Now That We Know the Problem, Are There Alternatives?
There are so many ways to elongate the lives of our unwanted clothes, including many ways that place garments directly into the hands of their next wearers.
You can exchange unwanted items at a clothing swap, give them away to a friend, sell them online, donate them directly to on-the-ground organizations working with people who need new clothes immediately, or make them into something entirely new (cushion cover anyone?). As caretakers of our clothes, we have a responsibility to ensure that they have the longest life possible.
However, we also need to collectively reassess our consumption habits. Brands have no other option than to find channels for degrowth in order to stop the intense flow of clothing at its source and consider the diminishing lifecycle of their products. On the same note, consumers must slow down their consumption. Demands for degrowth among big fashion brands directly coincides with a culture change around consumption. Value needs to be put back onto clothes so that we no longer buy items we don’t need to make us feel good for a split second and then, in a rush to avoid the guilt of that purchase, put the burden of dealing with those unwanted clothes quite literally onto the backs of women working in markets like Kantamanto, Ghana and Owino, Uganda.

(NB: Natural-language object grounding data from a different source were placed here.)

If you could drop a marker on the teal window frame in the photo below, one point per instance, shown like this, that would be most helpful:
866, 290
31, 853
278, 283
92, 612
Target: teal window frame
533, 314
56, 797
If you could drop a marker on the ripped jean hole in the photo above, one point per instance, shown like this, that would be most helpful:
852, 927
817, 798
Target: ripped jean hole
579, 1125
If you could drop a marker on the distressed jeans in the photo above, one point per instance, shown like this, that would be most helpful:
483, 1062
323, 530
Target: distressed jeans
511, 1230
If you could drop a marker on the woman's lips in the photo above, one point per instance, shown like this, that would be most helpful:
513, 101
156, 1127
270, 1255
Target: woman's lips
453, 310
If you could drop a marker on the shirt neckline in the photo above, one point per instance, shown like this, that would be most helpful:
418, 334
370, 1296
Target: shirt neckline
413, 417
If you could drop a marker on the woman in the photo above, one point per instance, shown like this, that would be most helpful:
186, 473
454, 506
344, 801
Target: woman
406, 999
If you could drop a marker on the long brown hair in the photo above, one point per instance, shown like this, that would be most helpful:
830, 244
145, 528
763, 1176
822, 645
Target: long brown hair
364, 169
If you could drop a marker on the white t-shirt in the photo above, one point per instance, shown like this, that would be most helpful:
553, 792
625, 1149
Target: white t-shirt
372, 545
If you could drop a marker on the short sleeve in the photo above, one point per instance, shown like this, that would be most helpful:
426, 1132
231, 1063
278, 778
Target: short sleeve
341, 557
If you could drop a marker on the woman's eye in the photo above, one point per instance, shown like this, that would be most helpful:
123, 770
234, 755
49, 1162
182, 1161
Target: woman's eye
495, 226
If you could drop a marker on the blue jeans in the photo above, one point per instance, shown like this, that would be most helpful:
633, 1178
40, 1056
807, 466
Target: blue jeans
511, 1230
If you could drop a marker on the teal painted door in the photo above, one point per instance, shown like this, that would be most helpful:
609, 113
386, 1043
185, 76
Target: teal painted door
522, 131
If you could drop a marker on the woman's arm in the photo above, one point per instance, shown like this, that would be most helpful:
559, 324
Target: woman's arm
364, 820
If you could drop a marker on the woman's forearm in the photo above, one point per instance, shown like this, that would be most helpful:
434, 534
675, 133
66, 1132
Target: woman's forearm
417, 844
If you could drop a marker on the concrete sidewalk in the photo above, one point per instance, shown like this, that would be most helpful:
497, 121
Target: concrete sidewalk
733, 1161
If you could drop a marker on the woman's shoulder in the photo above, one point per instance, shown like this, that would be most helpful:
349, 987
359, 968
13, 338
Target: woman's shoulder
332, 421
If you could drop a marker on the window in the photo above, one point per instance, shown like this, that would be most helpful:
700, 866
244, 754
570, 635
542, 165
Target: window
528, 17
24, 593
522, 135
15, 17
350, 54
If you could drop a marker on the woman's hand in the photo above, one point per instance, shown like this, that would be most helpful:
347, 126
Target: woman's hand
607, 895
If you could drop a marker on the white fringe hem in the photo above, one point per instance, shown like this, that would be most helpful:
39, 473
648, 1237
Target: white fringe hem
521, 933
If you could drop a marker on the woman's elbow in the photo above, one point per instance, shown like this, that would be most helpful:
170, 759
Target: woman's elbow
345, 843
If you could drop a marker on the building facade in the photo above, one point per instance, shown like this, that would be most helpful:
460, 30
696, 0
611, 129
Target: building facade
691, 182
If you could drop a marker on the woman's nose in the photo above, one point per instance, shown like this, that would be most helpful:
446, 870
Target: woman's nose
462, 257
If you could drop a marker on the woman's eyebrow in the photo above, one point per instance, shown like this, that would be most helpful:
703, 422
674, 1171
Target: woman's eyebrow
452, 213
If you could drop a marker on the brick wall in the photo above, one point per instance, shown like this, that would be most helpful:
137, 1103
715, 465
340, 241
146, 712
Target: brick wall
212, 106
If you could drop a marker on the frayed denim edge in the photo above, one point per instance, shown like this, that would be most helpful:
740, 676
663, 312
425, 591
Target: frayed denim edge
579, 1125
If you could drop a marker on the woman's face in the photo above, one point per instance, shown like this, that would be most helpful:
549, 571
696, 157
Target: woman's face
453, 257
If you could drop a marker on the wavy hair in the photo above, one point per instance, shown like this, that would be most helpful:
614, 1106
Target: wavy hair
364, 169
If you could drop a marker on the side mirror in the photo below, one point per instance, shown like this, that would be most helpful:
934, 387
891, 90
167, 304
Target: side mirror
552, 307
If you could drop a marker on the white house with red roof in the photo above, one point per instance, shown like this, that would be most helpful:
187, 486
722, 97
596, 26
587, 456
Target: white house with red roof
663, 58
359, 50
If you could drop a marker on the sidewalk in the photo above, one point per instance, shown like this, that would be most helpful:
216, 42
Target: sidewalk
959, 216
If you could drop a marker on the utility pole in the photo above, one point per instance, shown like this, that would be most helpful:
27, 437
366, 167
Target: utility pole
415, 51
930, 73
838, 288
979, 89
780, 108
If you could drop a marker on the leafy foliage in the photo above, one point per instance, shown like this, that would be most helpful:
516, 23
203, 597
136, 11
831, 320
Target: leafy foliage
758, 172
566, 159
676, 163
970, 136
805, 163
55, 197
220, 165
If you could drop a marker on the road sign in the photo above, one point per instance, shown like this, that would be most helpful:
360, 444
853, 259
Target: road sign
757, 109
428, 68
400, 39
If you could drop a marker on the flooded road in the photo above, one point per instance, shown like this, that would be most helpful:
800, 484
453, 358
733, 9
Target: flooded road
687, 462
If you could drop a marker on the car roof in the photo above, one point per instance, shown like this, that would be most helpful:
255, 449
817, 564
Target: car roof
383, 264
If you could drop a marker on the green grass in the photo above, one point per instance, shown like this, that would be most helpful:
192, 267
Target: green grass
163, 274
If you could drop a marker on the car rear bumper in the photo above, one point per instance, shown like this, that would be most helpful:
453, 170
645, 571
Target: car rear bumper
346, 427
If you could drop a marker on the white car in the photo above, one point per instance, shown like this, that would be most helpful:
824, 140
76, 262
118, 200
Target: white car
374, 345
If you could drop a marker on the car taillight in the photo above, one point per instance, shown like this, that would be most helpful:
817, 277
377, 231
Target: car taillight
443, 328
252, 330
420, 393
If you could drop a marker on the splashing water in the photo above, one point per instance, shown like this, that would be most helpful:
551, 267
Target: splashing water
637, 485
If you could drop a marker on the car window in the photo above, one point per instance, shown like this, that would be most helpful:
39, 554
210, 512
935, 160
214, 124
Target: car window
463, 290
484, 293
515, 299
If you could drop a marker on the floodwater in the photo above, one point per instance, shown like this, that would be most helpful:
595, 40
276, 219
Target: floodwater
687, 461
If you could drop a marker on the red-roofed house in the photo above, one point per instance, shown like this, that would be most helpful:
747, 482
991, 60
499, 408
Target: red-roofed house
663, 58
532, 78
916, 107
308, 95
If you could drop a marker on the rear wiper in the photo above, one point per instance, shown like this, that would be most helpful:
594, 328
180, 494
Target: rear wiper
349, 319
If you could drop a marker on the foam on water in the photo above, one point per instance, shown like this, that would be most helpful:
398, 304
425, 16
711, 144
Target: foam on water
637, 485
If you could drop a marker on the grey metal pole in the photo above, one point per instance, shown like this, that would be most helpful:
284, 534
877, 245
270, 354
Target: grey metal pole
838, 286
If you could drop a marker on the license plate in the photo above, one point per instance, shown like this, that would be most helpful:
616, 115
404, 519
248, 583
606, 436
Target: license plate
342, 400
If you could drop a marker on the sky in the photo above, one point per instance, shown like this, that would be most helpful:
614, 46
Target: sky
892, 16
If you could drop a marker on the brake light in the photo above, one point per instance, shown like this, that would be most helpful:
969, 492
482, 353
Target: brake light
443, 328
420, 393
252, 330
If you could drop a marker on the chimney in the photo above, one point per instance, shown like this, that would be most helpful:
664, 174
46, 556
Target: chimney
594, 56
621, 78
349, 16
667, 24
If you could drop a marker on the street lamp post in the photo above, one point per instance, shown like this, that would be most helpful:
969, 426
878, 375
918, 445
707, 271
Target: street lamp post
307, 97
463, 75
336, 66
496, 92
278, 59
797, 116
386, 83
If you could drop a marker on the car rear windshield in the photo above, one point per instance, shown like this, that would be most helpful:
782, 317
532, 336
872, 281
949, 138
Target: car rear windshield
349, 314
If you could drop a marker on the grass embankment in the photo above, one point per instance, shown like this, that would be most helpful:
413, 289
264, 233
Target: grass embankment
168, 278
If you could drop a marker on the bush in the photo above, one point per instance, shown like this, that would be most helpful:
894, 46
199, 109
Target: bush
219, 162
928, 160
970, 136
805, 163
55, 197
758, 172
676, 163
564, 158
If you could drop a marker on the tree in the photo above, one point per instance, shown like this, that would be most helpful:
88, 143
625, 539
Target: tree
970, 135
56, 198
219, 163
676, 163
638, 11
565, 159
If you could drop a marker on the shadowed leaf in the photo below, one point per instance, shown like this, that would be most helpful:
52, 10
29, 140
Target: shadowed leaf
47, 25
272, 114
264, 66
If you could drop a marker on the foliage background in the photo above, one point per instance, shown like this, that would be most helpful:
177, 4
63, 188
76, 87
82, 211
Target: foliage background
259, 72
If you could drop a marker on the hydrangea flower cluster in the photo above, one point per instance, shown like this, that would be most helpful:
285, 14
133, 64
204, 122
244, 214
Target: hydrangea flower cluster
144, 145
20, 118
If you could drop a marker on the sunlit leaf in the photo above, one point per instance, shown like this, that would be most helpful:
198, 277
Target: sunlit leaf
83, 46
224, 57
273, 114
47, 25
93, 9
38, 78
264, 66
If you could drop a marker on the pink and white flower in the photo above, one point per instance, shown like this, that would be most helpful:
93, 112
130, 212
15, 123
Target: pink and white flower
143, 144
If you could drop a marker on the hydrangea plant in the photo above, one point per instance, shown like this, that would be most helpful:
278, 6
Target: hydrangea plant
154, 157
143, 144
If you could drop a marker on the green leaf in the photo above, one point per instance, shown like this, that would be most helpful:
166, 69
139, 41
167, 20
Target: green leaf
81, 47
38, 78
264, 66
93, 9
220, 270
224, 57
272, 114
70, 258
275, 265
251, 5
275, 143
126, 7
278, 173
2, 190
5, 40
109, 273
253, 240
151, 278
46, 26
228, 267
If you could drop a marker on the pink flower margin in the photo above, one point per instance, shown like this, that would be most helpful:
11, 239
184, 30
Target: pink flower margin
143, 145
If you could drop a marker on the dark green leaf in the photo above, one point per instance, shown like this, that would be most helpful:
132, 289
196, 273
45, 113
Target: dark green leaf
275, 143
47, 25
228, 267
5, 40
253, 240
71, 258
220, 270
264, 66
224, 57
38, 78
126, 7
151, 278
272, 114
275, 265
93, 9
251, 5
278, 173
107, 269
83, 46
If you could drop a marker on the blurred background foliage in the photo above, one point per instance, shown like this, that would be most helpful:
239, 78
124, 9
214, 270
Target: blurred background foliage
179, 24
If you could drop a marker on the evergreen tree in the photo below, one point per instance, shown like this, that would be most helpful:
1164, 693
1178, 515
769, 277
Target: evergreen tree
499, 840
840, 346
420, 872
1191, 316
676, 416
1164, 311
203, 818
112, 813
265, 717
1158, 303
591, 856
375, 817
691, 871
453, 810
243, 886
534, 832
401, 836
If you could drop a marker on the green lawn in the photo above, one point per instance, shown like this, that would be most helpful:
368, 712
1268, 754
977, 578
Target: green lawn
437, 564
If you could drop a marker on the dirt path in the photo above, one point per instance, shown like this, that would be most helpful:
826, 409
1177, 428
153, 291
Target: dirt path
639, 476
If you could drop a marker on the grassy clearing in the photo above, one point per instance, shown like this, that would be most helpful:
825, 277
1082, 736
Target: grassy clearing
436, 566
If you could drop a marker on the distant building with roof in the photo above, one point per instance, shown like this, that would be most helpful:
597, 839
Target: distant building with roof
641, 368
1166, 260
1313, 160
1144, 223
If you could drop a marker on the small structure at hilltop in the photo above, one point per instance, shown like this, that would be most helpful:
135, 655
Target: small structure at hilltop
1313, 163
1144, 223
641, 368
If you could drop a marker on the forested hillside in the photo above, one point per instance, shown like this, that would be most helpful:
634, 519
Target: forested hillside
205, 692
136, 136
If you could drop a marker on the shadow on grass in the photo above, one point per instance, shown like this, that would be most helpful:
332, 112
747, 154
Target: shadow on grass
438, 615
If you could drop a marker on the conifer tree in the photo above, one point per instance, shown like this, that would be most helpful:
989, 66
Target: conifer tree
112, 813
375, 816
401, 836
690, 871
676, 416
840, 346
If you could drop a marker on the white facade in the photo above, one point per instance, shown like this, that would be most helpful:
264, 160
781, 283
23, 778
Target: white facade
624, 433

A great way to start slowing down your fashion consumption is to commit to a period of ‘no buy’ through campaigns like Remake’s #NoNewClothes Pledge. The aim of the campaign is to not buy new clothes for three months. Research suggests that it takes 90 days to break or make a habit, so taking part in your own #NoNewClothes journey is a great way to reduce the amount of clothes you purchase, and subsequently, discard over time.